Headlines at the top of the hour: Another heat dome has settled across the nation, and the new movie that reenacts ten celebrity drunk-driving offenses broke a box-office record over the weekend. 

Cut to commercial, and I hum along with a jingle for a machine that controls your brainwaves while you sleep: Wake up energized and get more done! Now a story about the latest self-help manual from a celebrity chef who is a recovering pyromaniac: “And I discovered this is the way with all things, a gentle breath can keep the tiniest flame alive—”

I scroll down the dial in search of the midnight call-in shows, those carrier waves of national rumor and patchwork theory. A woman in San Diego says the CIA is responsible for the body parts washing up on the Pacific coastline. “Chopped-off feet are coming in with the tide, and nobody knows why.” 

Callers assign divine significance to the calendar and the moon, offering theories rooted in numerology and biblical verse; they implicate Hollywood and the United Nations. “The government is controlling the weather so they can push through an eco-terrorist agenda. There are secret machines at the foot of the Rocky Mountains that manufacture terrible winds.”

A man in New Hampshire talks about an alien transmission that left behind three disemboweled bodies in Arkansas: “Humans don’t have the technology to suck out a person’s intestines through their naval, but that’s exactly what happened.” 
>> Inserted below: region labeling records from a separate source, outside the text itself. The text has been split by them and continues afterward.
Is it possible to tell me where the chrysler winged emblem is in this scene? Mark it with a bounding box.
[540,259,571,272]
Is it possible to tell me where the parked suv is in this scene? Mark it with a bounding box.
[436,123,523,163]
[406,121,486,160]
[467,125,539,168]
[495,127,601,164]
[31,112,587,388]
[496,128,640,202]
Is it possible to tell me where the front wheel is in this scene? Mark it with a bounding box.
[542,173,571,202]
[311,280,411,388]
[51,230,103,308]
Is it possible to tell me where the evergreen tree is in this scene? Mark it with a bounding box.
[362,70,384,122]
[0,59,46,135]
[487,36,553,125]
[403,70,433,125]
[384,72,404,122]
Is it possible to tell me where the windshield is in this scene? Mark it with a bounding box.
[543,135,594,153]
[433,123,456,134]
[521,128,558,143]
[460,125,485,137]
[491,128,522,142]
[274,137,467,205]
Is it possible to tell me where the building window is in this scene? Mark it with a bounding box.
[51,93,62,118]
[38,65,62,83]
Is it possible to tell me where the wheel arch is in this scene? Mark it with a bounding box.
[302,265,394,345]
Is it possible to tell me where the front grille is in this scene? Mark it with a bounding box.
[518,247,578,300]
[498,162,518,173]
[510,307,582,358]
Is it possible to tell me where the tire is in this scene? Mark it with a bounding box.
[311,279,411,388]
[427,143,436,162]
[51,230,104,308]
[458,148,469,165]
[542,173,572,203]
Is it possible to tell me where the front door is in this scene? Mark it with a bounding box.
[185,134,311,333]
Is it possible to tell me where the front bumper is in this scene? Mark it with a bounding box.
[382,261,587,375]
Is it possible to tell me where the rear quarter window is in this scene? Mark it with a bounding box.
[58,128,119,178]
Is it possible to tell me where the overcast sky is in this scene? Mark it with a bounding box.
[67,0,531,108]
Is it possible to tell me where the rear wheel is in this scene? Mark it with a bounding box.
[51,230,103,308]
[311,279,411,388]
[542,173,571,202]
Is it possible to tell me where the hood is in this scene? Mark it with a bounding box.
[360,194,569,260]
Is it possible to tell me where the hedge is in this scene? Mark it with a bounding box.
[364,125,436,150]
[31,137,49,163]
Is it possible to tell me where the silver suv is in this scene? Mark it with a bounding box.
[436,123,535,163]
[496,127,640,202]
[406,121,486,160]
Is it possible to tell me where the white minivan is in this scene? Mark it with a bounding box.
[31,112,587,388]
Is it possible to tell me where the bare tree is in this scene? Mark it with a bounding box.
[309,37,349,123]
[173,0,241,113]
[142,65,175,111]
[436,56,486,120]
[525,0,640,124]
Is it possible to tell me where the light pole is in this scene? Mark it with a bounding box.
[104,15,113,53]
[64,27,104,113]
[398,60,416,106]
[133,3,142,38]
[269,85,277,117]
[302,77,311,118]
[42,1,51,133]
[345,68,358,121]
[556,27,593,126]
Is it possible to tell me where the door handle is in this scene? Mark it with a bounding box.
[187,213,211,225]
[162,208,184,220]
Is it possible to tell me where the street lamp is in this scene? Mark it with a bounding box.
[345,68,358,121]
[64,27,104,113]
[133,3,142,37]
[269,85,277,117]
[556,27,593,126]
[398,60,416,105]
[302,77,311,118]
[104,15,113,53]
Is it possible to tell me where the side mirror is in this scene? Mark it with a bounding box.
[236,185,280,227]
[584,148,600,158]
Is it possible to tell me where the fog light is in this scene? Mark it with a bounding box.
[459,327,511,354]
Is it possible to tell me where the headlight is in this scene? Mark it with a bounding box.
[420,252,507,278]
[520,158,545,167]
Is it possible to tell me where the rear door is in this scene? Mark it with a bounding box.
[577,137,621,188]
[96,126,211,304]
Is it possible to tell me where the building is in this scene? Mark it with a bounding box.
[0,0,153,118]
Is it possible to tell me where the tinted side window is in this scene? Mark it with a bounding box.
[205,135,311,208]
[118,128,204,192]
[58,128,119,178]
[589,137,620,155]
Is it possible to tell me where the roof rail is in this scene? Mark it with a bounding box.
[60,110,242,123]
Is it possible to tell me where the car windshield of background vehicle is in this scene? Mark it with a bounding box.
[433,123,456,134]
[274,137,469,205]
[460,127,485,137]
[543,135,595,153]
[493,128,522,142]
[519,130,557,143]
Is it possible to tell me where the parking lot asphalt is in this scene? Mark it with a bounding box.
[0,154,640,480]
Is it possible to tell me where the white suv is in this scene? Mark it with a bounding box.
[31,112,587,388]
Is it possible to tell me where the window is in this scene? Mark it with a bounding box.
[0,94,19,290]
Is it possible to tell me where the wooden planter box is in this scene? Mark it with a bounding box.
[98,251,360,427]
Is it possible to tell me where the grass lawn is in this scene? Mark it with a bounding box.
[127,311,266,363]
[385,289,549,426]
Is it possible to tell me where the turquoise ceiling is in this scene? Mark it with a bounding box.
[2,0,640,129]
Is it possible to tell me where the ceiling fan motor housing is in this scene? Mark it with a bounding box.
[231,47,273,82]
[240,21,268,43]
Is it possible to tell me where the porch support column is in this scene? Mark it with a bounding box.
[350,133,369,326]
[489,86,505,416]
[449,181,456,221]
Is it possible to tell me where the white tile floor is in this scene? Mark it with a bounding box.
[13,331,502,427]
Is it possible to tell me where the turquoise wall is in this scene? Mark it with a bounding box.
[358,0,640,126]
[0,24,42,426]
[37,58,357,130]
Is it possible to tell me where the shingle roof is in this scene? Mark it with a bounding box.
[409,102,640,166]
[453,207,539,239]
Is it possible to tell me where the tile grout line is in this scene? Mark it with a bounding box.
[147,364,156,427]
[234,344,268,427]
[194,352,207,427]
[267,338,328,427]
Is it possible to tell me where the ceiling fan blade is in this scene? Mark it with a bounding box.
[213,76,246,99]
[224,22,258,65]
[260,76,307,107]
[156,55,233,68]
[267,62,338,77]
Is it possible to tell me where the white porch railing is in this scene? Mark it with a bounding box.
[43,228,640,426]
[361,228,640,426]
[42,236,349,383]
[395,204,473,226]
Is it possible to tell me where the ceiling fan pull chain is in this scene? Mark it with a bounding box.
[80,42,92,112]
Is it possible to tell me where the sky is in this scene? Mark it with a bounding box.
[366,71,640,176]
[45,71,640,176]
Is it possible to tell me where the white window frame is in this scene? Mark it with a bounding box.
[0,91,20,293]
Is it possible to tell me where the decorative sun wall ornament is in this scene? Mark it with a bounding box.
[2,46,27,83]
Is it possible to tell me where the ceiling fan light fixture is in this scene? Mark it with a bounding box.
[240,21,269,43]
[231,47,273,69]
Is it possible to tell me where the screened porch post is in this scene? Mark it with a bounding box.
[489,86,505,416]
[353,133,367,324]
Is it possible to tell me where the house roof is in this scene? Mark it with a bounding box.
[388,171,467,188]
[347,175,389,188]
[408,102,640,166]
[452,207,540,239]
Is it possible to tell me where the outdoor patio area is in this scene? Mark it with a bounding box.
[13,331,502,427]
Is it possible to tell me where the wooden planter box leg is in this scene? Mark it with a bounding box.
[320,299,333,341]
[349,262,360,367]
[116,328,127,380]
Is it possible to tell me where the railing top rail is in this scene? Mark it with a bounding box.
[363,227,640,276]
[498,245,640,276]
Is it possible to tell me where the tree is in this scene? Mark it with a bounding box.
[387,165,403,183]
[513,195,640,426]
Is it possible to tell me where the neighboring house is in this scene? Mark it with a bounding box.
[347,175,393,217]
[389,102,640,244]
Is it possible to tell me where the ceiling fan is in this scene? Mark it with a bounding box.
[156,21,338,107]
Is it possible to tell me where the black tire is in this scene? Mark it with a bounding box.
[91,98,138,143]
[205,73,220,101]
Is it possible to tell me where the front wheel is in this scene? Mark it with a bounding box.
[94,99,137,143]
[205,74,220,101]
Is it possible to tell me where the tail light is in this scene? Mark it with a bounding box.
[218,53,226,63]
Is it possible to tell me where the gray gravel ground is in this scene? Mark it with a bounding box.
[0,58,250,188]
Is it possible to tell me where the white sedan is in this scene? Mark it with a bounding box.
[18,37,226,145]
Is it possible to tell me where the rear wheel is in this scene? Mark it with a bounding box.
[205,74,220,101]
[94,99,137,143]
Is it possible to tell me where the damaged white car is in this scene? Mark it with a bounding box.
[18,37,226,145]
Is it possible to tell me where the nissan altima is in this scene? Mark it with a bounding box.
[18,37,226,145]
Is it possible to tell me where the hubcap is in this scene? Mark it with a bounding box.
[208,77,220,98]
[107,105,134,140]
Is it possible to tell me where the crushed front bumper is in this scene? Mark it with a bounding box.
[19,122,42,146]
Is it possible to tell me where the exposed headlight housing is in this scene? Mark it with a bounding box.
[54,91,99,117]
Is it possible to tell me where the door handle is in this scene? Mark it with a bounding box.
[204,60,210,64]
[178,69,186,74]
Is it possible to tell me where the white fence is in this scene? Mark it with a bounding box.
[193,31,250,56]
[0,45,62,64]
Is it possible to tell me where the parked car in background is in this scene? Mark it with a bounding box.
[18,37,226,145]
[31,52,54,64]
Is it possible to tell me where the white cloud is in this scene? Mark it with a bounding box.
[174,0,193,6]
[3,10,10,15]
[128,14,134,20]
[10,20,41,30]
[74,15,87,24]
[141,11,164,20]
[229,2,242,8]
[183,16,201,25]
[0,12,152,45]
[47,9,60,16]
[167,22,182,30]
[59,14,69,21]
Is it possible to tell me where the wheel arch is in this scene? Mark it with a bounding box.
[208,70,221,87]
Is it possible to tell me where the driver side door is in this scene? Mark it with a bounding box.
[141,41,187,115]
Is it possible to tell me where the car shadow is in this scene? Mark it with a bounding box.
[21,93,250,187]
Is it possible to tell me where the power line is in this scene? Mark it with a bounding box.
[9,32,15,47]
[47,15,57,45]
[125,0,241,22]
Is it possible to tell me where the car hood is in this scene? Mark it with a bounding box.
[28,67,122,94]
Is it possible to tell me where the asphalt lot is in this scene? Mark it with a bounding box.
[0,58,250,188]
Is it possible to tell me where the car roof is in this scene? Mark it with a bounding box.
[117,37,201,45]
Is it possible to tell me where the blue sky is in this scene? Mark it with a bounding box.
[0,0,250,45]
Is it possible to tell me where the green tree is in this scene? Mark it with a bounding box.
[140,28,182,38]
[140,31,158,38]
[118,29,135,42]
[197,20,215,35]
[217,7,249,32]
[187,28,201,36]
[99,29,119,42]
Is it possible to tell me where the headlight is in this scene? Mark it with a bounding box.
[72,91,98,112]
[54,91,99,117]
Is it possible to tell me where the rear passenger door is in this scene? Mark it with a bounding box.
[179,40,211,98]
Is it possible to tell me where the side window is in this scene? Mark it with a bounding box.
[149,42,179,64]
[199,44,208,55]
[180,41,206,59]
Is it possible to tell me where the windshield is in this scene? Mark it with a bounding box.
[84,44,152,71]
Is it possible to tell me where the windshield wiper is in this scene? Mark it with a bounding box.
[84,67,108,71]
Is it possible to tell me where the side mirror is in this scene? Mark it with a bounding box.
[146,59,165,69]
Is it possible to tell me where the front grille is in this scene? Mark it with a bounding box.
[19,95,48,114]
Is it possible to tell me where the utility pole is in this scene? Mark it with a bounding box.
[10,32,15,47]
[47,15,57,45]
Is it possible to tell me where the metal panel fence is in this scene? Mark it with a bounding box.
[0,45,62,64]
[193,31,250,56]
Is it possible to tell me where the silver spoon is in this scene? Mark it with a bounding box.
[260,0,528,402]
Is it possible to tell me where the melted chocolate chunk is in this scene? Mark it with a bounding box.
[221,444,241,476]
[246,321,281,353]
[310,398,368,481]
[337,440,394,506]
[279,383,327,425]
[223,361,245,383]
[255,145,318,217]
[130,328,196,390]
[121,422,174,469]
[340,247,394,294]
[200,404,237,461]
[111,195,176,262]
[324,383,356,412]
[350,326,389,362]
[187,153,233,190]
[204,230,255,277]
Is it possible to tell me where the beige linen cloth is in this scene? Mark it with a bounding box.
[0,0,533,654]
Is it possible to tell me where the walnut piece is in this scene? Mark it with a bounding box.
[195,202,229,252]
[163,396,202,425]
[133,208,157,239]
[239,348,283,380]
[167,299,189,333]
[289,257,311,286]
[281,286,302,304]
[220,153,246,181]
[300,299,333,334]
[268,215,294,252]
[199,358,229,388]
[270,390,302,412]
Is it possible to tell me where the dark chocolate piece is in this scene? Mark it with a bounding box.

Cut to commercial. “At the California Institute of Psychics, only two of every three hundred applicants are selected, so you’re guaranteed a good reading.” 

I tune into another voice, this one sweaty and frightened. “I’m alone in Idaho where it’s just me and God, and it gets so lonely. Because I’m just a normal guy, and there are times when I get tired of being His servant and I say, ‘God, how much longer do you want me to do this, to keep warning people about your judgment?’ And the Lord tells me I have until the end of winter to prepare everyone for—”

Station after station of this: doomsayers and faith-dealers tormented by the ghosts in their heads. What has gone so horribly wrong in their lives that they’re on the radio, telling us we’re all going to burn?

I mute the radio. I’ll get more information from the rain.

This is the eighth episode of Interstate Scenes, a fictional collection of homeless paragraphs, remixed and upcycled bits from the past, and bloopers from the stories I’m writing.